PDCD10 antibodies have been validated for multiple experimental applications:
| Application | Validated Use | Recommended Dilution |
|---|---|---|
| Western Blot (WB) | Detection of endogenous PDCD10 | 1:500-1:6000 |
| Immunohistochemistry (IHC) | Detection in tissue samples | 1:50-1:500 |
| Immunoprecipitation (IP) | Protein complex isolation | 0.5-4.0 μg for 1.0-3.0 mg of total protein lysate |
| Immunofluorescence (IF) | Cellular localization | Validated in multiple studies |
| ELISA | Quantitative detection | Application-specific |
The recommended antigen retrieval for IHC is with TE buffer pH 9.0, with citrate buffer pH 6.0 as an alternative .

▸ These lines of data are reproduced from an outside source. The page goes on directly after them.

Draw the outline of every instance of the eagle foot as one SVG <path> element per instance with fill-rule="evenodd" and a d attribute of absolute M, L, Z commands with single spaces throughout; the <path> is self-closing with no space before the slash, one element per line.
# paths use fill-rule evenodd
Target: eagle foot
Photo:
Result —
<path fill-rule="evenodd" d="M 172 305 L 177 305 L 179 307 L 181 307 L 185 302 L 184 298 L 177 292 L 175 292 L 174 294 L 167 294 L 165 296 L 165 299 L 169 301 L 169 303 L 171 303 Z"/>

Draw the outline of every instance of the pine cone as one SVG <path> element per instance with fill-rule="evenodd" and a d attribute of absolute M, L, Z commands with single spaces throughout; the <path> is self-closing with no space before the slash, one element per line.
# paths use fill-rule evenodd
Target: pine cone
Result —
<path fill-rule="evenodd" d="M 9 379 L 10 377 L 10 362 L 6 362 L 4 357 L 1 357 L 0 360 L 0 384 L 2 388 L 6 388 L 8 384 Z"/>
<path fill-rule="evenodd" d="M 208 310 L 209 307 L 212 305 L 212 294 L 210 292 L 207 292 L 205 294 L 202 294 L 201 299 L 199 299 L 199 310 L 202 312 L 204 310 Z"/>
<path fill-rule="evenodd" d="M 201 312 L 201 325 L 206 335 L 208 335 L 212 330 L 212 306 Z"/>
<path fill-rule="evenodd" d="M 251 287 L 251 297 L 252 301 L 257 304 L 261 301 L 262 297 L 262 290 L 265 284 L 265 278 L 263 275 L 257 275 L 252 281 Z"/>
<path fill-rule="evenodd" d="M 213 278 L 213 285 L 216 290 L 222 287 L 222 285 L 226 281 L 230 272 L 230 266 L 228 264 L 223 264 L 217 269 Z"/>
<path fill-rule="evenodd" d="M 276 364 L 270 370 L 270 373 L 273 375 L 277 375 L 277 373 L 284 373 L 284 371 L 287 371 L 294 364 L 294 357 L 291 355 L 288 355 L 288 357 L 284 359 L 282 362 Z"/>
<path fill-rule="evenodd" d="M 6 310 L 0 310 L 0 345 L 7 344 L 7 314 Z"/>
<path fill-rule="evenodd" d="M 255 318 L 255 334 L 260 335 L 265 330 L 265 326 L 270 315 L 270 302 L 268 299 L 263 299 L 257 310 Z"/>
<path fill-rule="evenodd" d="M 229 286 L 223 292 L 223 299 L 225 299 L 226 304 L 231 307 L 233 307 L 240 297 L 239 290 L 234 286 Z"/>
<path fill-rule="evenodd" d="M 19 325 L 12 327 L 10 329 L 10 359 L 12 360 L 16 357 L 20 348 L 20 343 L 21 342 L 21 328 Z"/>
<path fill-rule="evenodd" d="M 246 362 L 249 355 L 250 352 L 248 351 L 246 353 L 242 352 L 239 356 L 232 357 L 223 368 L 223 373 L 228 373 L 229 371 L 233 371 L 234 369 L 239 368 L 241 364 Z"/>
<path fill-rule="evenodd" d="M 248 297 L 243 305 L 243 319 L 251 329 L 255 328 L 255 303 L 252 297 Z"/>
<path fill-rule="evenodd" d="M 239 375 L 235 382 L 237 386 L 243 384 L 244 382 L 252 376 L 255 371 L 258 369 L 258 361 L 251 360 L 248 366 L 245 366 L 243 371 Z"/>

For proper validation of PDCD10 antibodies, the following positive controls have been experimentally verified:
Western blot: MCF-7, PC-3, and Raji cells for polyclonal antibodies; Jurkat, Ramos, and U-251 cells for monoclonal antibodies
Immunoprecipitation: MCF-7 cells are confirmed to yield positive results
Immunohistochemistry: Human colon cancer tissue and human liver cancer tissue
Gene knockdown/knockout controls: Several publications have demonstrated specificity using PDCD10 knockdown/knockout samples
It is recommended to titrate antibodies in each testing system to obtain optimal results, as sensitivity may be sample-dependent .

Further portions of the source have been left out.